Its 2018, we (in Armenia) had Velvet Revolution. It is revolutionary times for sure, many of the corrupt officials are fired or left, National Security Service chases others and big fishes being fried. However, all what we have is about these days, or people who are from last 20 years. What about those who were at the beginning of the chaos? The ones who stole lives and dreams? Who devastated the futures of millions even not knowing them?
Im happy, Im very happy for all the progress we finally mark, we clean our country and we hope for better. Im happy also for being a tiny part of all this, seeing my friends taking positions of ministers, deputy ministers or other high offices. I know we can trust them, they are not corrupt, at least at this point 🙂
However, still there is something which doesnt let me to relax. I want my childhood back!
I want the mind of ease, not to worry about anything, being a careless kid. I dream of the times when I could eat what I wanted, I could wear what I wanted, I could have proper winter shoes, I just could be simple kid. Its not only about me, it is about a generation or few generations whose fortune and well being was buried while in the womb.
Its hard even to mention all the tragedies we went through, its impossible to count. Yeah, COUNT, that fu*king thing doesn’t let me free. Still, up to now I count, I count when I go to my friends place and when they lay a table, I count if they have enough food for sharing with me. Even if I know that my friend makes enough money, still I fu*cking COUNT.
Though one of the hardest was in 1992 when we moved to Yerevan as there was natural gas but in my village we had nothing to heat up our house.

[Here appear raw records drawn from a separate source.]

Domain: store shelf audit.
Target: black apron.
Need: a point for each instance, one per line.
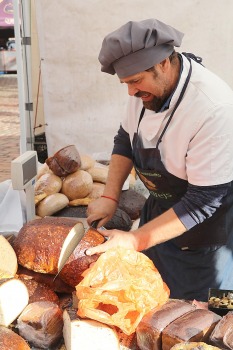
(187, 263)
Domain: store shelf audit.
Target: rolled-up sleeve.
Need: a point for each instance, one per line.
(200, 203)
(122, 144)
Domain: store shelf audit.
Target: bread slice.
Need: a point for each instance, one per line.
(8, 259)
(87, 334)
(13, 299)
(41, 324)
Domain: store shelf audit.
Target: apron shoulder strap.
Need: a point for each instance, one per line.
(193, 57)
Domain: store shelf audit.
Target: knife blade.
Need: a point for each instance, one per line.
(73, 238)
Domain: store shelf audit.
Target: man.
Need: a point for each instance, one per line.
(178, 134)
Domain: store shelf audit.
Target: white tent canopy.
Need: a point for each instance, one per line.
(83, 106)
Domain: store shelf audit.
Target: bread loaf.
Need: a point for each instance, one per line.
(8, 259)
(65, 161)
(51, 204)
(225, 324)
(87, 162)
(87, 334)
(43, 169)
(195, 326)
(48, 183)
(9, 340)
(228, 338)
(13, 299)
(149, 330)
(97, 190)
(39, 291)
(99, 173)
(41, 254)
(78, 262)
(57, 285)
(41, 324)
(77, 185)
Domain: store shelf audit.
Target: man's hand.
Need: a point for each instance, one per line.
(114, 238)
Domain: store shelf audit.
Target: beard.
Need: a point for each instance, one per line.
(158, 101)
(155, 104)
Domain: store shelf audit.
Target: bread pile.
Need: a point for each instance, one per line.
(38, 311)
(67, 182)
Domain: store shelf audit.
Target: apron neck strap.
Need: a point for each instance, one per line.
(175, 108)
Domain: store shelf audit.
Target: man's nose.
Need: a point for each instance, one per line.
(132, 90)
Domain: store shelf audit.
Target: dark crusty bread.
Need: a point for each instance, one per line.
(221, 329)
(78, 262)
(39, 243)
(39, 291)
(41, 324)
(149, 330)
(65, 161)
(195, 326)
(57, 285)
(9, 340)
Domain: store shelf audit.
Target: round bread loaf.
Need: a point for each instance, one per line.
(51, 204)
(65, 161)
(48, 183)
(87, 162)
(77, 185)
(39, 243)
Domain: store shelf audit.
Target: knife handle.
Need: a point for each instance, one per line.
(94, 223)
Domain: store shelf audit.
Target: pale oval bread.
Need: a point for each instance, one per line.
(8, 258)
(51, 204)
(87, 162)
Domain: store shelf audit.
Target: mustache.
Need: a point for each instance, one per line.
(140, 93)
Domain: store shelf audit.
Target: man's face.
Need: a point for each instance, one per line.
(153, 87)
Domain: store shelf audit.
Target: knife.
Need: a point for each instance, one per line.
(70, 243)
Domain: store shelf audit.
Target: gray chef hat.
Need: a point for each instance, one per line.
(137, 46)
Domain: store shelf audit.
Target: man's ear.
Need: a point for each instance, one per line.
(164, 64)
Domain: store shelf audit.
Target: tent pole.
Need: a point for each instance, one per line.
(22, 18)
(20, 77)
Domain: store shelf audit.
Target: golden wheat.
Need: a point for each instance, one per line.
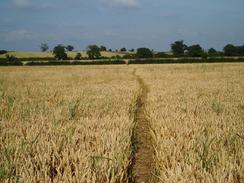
(74, 124)
(197, 116)
(65, 124)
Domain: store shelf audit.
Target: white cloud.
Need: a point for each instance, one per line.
(126, 3)
(22, 3)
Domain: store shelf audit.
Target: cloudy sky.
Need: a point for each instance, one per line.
(25, 24)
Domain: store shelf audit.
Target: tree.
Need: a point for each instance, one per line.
(178, 48)
(144, 53)
(44, 47)
(123, 49)
(230, 50)
(78, 56)
(70, 48)
(212, 52)
(103, 48)
(93, 52)
(195, 51)
(59, 52)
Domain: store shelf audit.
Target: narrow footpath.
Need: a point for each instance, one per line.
(143, 167)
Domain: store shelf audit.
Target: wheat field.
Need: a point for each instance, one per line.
(75, 123)
(65, 124)
(72, 54)
(197, 117)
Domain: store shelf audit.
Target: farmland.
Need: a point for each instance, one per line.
(19, 54)
(151, 123)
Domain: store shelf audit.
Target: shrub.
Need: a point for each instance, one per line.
(78, 56)
(144, 53)
(59, 52)
(3, 52)
(160, 55)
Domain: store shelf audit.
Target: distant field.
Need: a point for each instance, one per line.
(49, 54)
(82, 123)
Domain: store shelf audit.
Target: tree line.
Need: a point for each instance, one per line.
(178, 49)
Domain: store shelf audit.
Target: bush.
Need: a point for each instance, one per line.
(11, 58)
(78, 56)
(129, 56)
(144, 53)
(3, 52)
(59, 52)
(161, 55)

Unfortunately it didnt take long until Yerevan was out of gas too. Electricity was only few hours a day and we had to freeze until next day that very time for two hours and we would collect around electric heater and feel warm.

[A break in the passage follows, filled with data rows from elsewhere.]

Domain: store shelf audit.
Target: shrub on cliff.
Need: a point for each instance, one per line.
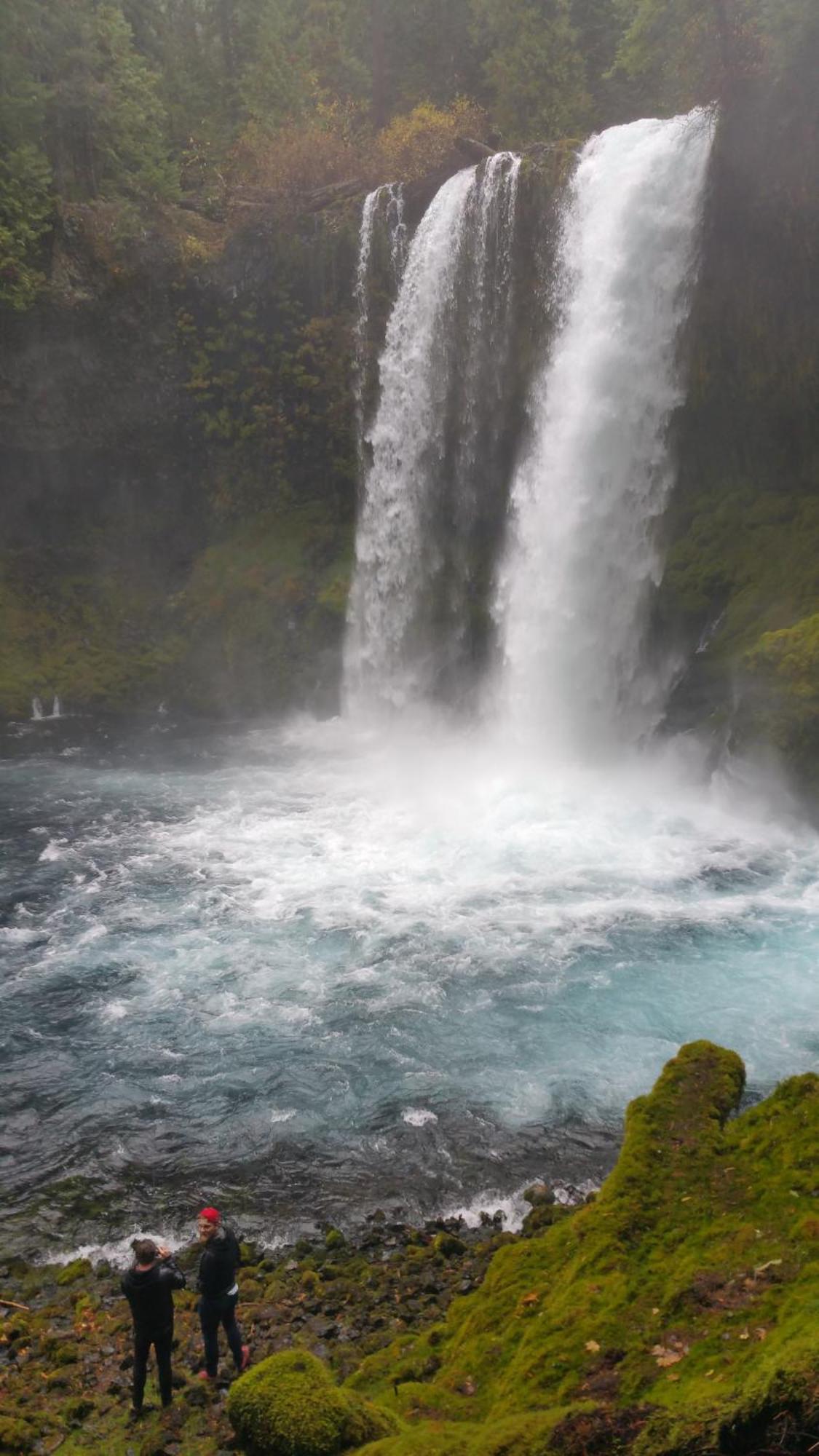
(288, 1406)
(670, 1315)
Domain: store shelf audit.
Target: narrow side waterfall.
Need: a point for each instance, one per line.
(583, 557)
(423, 500)
(384, 206)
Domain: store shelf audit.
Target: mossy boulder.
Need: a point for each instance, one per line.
(668, 1317)
(289, 1406)
(17, 1436)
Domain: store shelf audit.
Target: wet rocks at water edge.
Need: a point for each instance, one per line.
(666, 1315)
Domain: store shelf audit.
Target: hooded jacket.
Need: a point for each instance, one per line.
(219, 1263)
(151, 1295)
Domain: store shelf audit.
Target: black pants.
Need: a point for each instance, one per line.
(162, 1342)
(215, 1313)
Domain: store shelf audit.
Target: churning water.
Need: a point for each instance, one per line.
(327, 966)
(312, 970)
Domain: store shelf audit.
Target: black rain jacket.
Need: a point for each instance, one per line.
(151, 1295)
(219, 1263)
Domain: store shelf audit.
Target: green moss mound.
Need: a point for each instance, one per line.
(670, 1315)
(289, 1406)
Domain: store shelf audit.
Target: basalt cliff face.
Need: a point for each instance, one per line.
(178, 445)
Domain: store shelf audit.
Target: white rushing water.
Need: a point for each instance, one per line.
(596, 477)
(404, 566)
(387, 206)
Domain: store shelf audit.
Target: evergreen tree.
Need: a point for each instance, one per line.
(534, 68)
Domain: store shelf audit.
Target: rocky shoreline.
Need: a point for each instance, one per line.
(670, 1315)
(66, 1345)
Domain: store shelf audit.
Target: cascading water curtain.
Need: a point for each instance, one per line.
(445, 346)
(582, 555)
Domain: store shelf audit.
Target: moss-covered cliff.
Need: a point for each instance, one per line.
(178, 445)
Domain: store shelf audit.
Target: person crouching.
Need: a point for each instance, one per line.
(219, 1292)
(149, 1289)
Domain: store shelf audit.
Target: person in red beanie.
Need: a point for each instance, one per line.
(219, 1292)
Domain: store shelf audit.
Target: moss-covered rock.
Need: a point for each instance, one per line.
(670, 1315)
(290, 1407)
(74, 1272)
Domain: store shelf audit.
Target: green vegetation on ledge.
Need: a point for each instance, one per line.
(673, 1315)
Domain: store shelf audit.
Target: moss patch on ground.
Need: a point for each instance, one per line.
(673, 1314)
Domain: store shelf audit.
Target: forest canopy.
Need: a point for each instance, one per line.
(159, 101)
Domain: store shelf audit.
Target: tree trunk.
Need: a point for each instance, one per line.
(379, 65)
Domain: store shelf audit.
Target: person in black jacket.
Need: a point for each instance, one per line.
(149, 1289)
(219, 1292)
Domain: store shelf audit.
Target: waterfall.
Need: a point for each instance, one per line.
(423, 507)
(387, 203)
(583, 557)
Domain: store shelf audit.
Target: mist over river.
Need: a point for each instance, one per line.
(312, 969)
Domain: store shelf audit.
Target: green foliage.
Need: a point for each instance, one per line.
(25, 219)
(74, 1272)
(534, 69)
(666, 1313)
(273, 394)
(106, 122)
(288, 1406)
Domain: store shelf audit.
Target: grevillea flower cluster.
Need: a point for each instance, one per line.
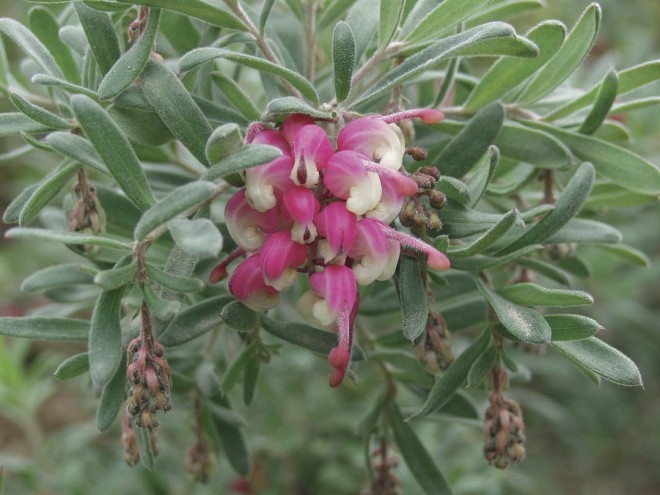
(324, 210)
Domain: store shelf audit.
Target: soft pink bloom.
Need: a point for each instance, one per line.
(280, 257)
(347, 178)
(247, 285)
(338, 227)
(247, 225)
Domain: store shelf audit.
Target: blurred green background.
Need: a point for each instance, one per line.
(582, 439)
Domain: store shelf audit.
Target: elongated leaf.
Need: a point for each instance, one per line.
(114, 149)
(128, 67)
(48, 188)
(37, 113)
(194, 321)
(174, 282)
(31, 45)
(577, 45)
(507, 73)
(105, 349)
(173, 103)
(526, 324)
(236, 95)
(492, 235)
(202, 55)
(39, 328)
(622, 166)
(417, 458)
(572, 327)
(567, 206)
(604, 101)
(414, 304)
(65, 237)
(248, 156)
(199, 9)
(529, 294)
(112, 398)
(45, 27)
(178, 202)
(444, 17)
(602, 359)
(343, 59)
(72, 367)
(452, 379)
(307, 337)
(435, 54)
(100, 32)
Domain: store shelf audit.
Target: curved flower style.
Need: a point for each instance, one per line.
(323, 212)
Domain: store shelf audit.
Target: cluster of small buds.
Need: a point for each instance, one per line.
(324, 209)
(149, 382)
(435, 349)
(129, 442)
(504, 432)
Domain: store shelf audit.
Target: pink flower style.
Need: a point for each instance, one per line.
(323, 212)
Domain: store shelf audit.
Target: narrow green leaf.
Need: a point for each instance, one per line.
(572, 327)
(202, 55)
(567, 206)
(45, 27)
(100, 32)
(235, 94)
(417, 458)
(529, 294)
(290, 104)
(72, 367)
(199, 237)
(65, 237)
(194, 321)
(604, 101)
(507, 72)
(444, 17)
(526, 324)
(470, 144)
(37, 113)
(602, 359)
(622, 166)
(130, 65)
(452, 379)
(583, 231)
(39, 328)
(388, 20)
(112, 398)
(114, 149)
(48, 188)
(479, 181)
(179, 201)
(485, 241)
(414, 303)
(175, 106)
(239, 317)
(343, 59)
(562, 64)
(481, 367)
(248, 156)
(31, 45)
(105, 348)
(199, 9)
(305, 336)
(174, 282)
(57, 276)
(435, 54)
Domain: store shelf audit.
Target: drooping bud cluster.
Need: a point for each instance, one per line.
(149, 382)
(504, 432)
(325, 211)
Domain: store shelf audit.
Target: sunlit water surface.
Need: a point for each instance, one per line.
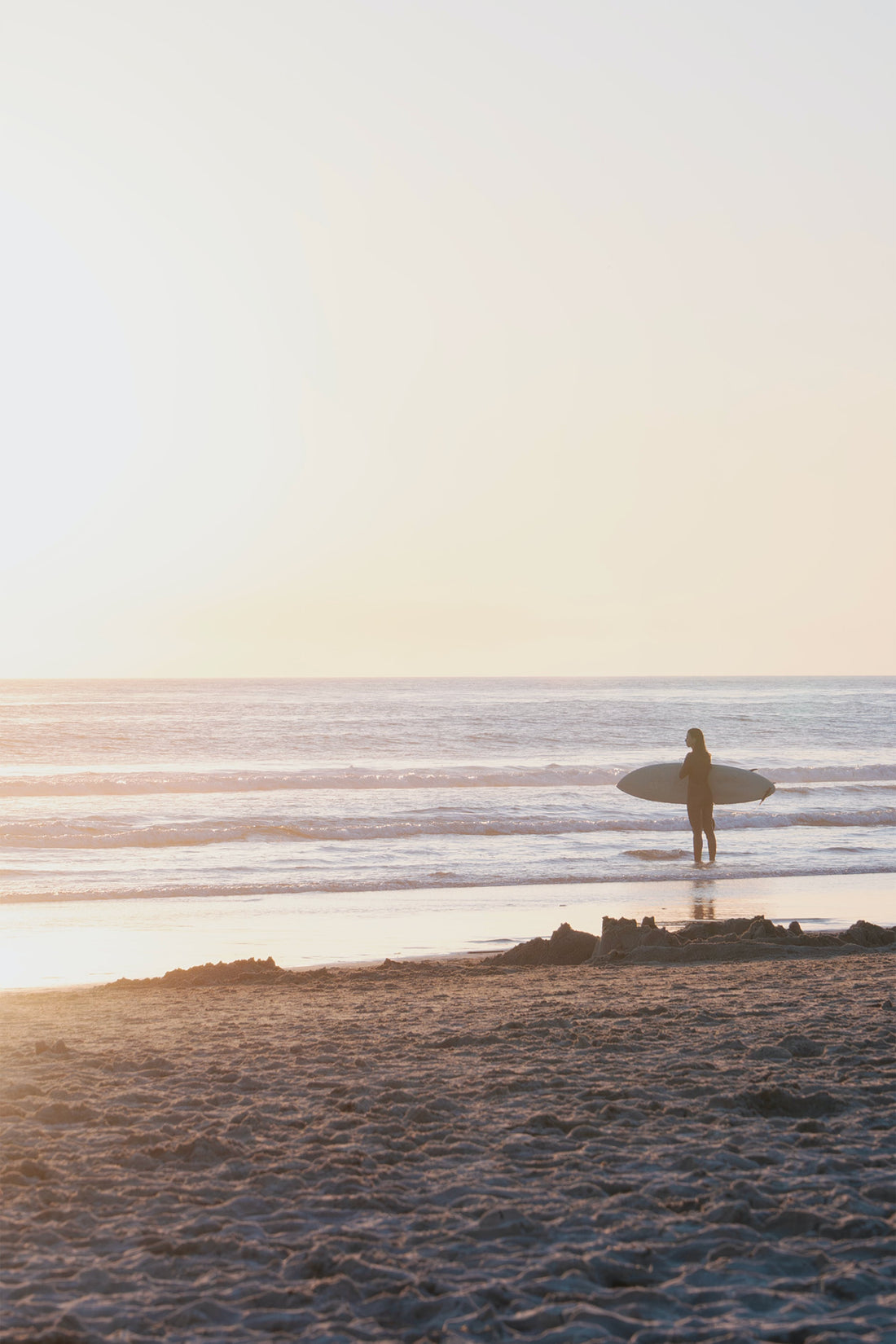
(151, 824)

However, only recently I remembered that every morning, I would not get up or show that Im awake until I would hear everyone up. Every other day we would hear someone dead in the neighborhood and the reason was the cold and the news was getting closer and closer. I was scared that it will reach our house soon. I DIDN’T WANT TO OPEN MY EYES UNTIL I MADE SURE EVERYONE IS ALIVE. You cant imagine how many times I was silently crying when my brother or sister were sleeping longer than me and I couldnt hear their breath.
I was just 10…
I dont know how that affected me psychologically but…I WANT MY CHILDHOOD BACK!!!